Lucy was wandering around the gym like she owned the place and, about halfway through the first quarter, she climbed up to where I was and asked, "Can I have a dollar?"
I opened my wallet and counted out the coins. "There you go."
"Thanks," and she went skipping down the bleachers like a goat over rocks.
A moment or two later Graham’s grandmother tapped me on the shoulder. "Is there some reason," she asked tentatively, "that that little girl picked you out to ask for money?"
I, along with Graham’s mother, who knows Lucy and my connection to her, burst out laughing at the same time. It took only a minute to explain, but a week later I’m still pondering the whole thing.
First of all, there’s the question of whether I really am the kind of person of whom a child, any child, would ask for help. If Lucy hadn’t known me, if she hadn’t known anybody in that gym, is there anything about me – the way I looked or walked or talked to other people – that would make her think that I could be trusted to help?
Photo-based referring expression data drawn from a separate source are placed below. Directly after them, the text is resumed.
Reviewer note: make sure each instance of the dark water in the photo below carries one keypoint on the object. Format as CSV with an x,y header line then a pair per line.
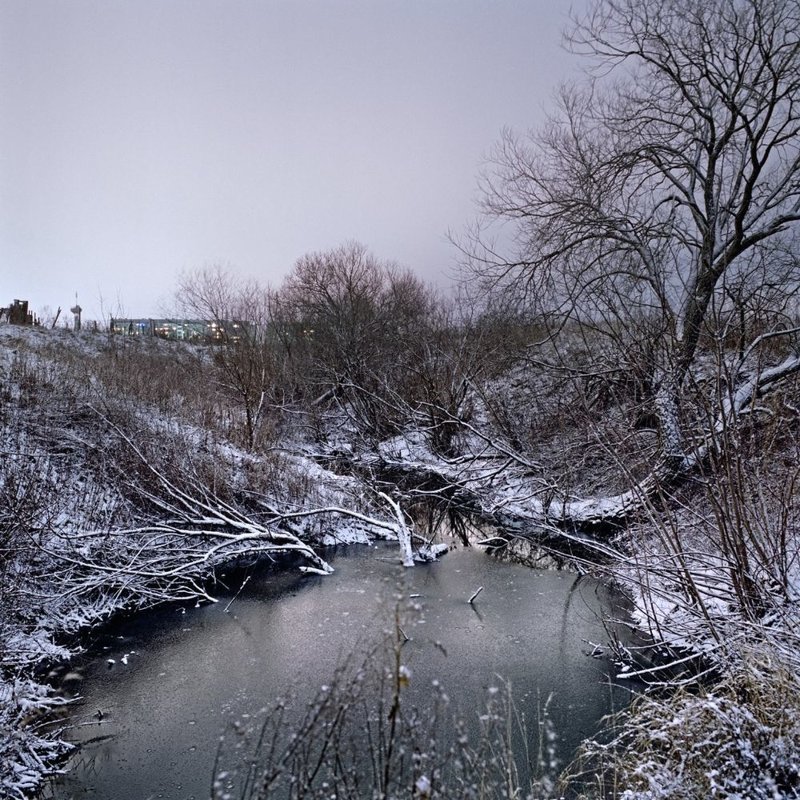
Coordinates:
x,y
191,671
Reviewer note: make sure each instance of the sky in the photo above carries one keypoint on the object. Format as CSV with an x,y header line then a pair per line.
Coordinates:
x,y
142,139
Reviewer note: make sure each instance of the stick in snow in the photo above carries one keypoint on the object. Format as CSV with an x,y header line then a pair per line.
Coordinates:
x,y
477,592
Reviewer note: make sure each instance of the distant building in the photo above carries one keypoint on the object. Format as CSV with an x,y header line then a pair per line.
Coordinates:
x,y
189,330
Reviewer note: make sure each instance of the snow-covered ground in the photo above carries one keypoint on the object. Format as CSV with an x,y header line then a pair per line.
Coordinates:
x,y
121,488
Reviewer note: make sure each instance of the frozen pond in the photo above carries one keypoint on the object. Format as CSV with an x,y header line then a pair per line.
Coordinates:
x,y
168,682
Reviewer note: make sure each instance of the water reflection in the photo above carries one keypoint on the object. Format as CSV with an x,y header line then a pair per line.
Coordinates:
x,y
191,671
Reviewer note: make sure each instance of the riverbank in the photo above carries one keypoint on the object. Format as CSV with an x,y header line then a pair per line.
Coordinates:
x,y
120,494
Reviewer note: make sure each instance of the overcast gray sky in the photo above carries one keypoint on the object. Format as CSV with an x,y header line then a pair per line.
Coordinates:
x,y
142,138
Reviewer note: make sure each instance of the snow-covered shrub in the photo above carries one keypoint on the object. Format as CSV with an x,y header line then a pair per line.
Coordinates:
x,y
363,736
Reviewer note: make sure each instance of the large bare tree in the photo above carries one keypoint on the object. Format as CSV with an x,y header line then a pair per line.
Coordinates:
x,y
659,204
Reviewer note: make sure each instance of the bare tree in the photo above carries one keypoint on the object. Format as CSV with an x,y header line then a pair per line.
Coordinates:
x,y
661,201
245,360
But Lucy did know me and, because of that, she did not think twice about finding me and asking for money. She did not hesitate, once she’d made up her mind that a pack of gum was what she wanted, to go straight to someone who could help her get it. And, best of all, she didn’t feel the need to wheedle or manipulate or even convince me that her request was a legitimate one. "Can I have a dollar?" Direct and candid.
Which raises the next question: Why is that so hard for us adults? Why do we so often feel that, even with those with whom we are most intimate, we have to preface our requests with evidence of, first, our general worthiness and, second, our specific need? Why can’t we just ask, secure in knowing that where the ability to fulfill the request exists it will be granted?
The last few years have presented me with plenty of opportunities to revisit and reexamine my personal theology, the concept of a God who is big enough and powerful enough and attentive enough to be concerned with the welfare of each individual human being. There have been moments when the flannelgraph image of a smiling Jesus in blue and white robes seated on a rock and surrounded by a passel of smiling children has seemed anything but believable and that business about becoming like a little child has seemed more saccharine than sacred, more condescending than convincing, more witless than workable.
And those moments, coming one after another, can leave a person with the idea that it is better to go lacking than to ask and be refused.
Until someone like Lucy comes along. Something who doesn’t know any better. Someone who isn’t afraid to ask and, consequently, is always ready to receive.